The Chips Are Falling
Sometimes in tech, momentum shifts quickly. This week, Marvell Technology Inc (MRVL) learned that lesson the hard way. Broadcom Inc (AVGO) has grabbed the spotlight after reports surfaced that Microsoft Corp (MSFT) is discussing future custom AI chip designs with Broadcom—a potential blow to Marvell's hyperscaler ambitions. Meanwhile, Marvell is dealing with growing concerns about losing contracts with some of the biggest names in cloud computing.
Marvell's stock dropped roughly 10% by 11 a.m. ET on Monday following a report from The Information that Microsoft might be shifting its custom-chip work away from Marvell and toward Broadcom. That's not great when your entire growth story depends on winning and keeping these massive cloud customers.
Amazon Deal Goes Sideways
The bad news kept coming. Benchmark analyst Cody Acree downgraded Marvell to Hold, citing confidence that the company has lost Amazon.com Inc (AMZN)'s Tranium 3 and 4 chip programs to Taiwanese competitor Alchip. According to Acree, this setback likely explains why Marvell is projecting only 20% XPU growth in 2026—a figure that looks more like slowing momentum than temporary turbulence.

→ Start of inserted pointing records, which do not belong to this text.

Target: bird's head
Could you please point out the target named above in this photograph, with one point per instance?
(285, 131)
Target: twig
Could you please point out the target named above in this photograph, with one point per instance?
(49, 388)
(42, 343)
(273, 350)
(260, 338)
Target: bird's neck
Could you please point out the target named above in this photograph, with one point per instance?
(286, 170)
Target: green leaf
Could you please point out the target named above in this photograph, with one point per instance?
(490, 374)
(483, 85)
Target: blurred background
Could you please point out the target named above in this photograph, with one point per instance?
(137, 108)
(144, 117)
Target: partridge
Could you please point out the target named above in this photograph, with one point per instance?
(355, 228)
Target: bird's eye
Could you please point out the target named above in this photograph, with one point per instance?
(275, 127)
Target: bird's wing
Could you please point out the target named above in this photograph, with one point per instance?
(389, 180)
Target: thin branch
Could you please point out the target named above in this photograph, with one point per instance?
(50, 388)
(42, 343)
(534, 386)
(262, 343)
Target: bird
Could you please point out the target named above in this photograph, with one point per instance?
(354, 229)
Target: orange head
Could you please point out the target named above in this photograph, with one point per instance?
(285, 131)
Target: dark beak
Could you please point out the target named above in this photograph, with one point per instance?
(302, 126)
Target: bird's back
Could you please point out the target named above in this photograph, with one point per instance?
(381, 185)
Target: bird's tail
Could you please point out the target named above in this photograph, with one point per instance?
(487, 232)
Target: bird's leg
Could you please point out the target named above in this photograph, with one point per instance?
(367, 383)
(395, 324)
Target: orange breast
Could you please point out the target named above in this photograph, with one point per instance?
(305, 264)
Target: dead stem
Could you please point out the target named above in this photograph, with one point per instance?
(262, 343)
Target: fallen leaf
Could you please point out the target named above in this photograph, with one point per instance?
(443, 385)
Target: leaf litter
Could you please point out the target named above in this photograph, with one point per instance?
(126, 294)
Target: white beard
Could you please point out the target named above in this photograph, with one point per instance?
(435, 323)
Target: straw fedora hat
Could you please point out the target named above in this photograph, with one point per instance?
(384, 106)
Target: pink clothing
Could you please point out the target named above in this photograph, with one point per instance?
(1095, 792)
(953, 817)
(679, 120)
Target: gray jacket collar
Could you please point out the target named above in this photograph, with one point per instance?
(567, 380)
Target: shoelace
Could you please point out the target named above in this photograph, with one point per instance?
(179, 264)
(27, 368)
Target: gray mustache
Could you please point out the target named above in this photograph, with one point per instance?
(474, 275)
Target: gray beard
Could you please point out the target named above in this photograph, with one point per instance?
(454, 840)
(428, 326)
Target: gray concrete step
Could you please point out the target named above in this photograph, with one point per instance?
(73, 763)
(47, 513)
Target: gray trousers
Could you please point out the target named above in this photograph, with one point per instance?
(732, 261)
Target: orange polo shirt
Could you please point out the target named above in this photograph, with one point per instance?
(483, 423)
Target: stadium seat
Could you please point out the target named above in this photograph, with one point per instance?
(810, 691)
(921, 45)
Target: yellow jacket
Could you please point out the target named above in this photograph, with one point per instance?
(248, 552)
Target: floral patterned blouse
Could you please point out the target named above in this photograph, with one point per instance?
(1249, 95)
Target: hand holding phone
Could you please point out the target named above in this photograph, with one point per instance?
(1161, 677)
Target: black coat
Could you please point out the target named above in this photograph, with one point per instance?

Marvell insists it won't see a revenue drop next year, but analysts aren't entirely convinced. The theory? Any revenue stability might come from lingering Tranium 2 production rather than successfully transitioning to the newer chip generations.
Broadcom's Quiet Expansion
While Marvell scrambles, Broadcom is doing what it does best: quietly tightening its grip on the custom-chip market. The Microsoft discussions reinforce Broadcom's longstanding strength in custom ASICs and networking silicon, where deep enterprise relationships tend to matter more than flashy marketing campaigns.
If Broadcom does land Microsoft's business, it would signal a meaningful shift in how cloud giants think about their vendor relationships—especially at a time when they're reconsidering concentration risks. Microsoft's stock, for what it's worth, was up over 2% by 11 a.m. ET Monday.
Adding to Marvell's challenges, reports suggest the company has been offering fee concessions to secure future chip projects with Meta Platforms Inc (META). That's typically a sign of competitive pressure, not market dominance.
What Comes Next
Marvell's recent acquisition of Celestial AI could still pay off if optical interconnects become the industry standard. The company has innovation on its side. But right now, the market cares less about innovation stories and more about whether you can hold onto your contracts.
In the near-term scoreboard, Broadcom clearly has the advantage. The big question investors are asking: Is this just a rough patch for Marvell, or the beginning of something worse?